Health Care Alert: Sixth Circuit Ruling Provides Further Direction on Unpaid Time
A recent pro-employer decision by the federal Sixth Circuit Court of Appeals has provided some helpful guidance for employers looking to avoid and defend against claims for unpaid time under the federal Fair Labor Standards Act (FLSA). White v. Baptist Memorial Health Care Corp., 699 F. 3d (6th Cir. 2012). The Sixth Circuit is the federal court of appeals for Ohio, Michigan, Tennessee and Kentucky. While this case is of particular interest to the minority of employers who have a policy of automatic deductions for meal breaks, the court’s decision includes helpful lessons for all employers in Ohio and the other states within the Sixth Circuit. Although the case was decided over a year ago, it was not until recently -- when the U.S. Supreme Court declined to hear an appeal of the Sixth Circuit’s decision -- that employers could rely on this decision.
The case involved a nurse’s FLSA meal break claim against a hospital. The hospital had a policy of taking automatic meal break deductions for employees working shifts of six or more hours. The policy provided that, if a meal break were missed or interrupted due to work, the employee would be paid for the time worked during the meal break. The policy instructed employees to record all time missed for work during meal breaks in an exception log in order to get paid for that time. The meal break policy was in writing and the plaintiff signed an acknowledgment that she understood the policy. In addition to the exception log, the hospital had a general procedure for reporting and correcting payroll errors. Plaintiff admitted that she had been paid for her time worked during meal breaks every time she used the exception log or the procedure for reporting errors. However, there were times when she worked during meal breaks but did not use the exception log or error procedure. The lawsuit arose out of the nurse’s claim that she and others were not paid for some of the work they performed during meal breaks.
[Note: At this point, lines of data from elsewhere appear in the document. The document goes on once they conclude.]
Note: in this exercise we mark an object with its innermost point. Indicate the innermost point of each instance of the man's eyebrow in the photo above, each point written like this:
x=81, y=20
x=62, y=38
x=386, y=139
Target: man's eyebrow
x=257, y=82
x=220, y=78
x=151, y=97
The Sixth Circuit ruled in favor of the employer. The court cited its prior rulings finding that automatic meal deductions are not unlawful under the FLSA. As for the claim that the plaintiff worked during meals, but was not paid, the court ruled that, if an employer establishes a reasonable process for reporting uncompensated work time, it is not liable for non-payment if the employee fails to follow that process. The court also found that evidence of an employee following the policy and getting paid prevents the employee from later arguing the employer should be responsible for the employee’s willful non-compliance with the policy. The court found no evidence that the employer had discouraged employees from reporting time worked during meal breaks or that it had been notified that employees were failing to report time worked during meal breaks. The plaintiff had told her supervisors and Human Resources that she was missing meal breaks, but never told them she was not being paid for time worked during breaks. The court concluded that the employer had no liability to the plaintiff, since it did not know or have reason to believe she was not being compensated for missing her meal breaks. Because the lead plaintiff did not have a viable claim, the court also decertified the FLSA collective action.
There are a number of lessons for employers to learn from this decision:
- Automatic meal deduction policies are lawful, provided that they are implemented properly;
- Employers can protect themselves by having written policies requiring and providing a method for reporting of time worked for which an employee was not paid;
- Employers should require employees to sign forms acknowledging receipt and understanding of any such policy; and
- Supervisors should be trained in the policy and advised to make an immediate report whenever an employee claims to be working “off the clock.”
Even the best policies and training cannot prevent a rogue supervisor from discouraging employees from reporting all time worked. However, if an employer implements the above precautions, it should at least be able to limit liability to employees supervised by that one supervisor and avoid system-wide FLSA liability.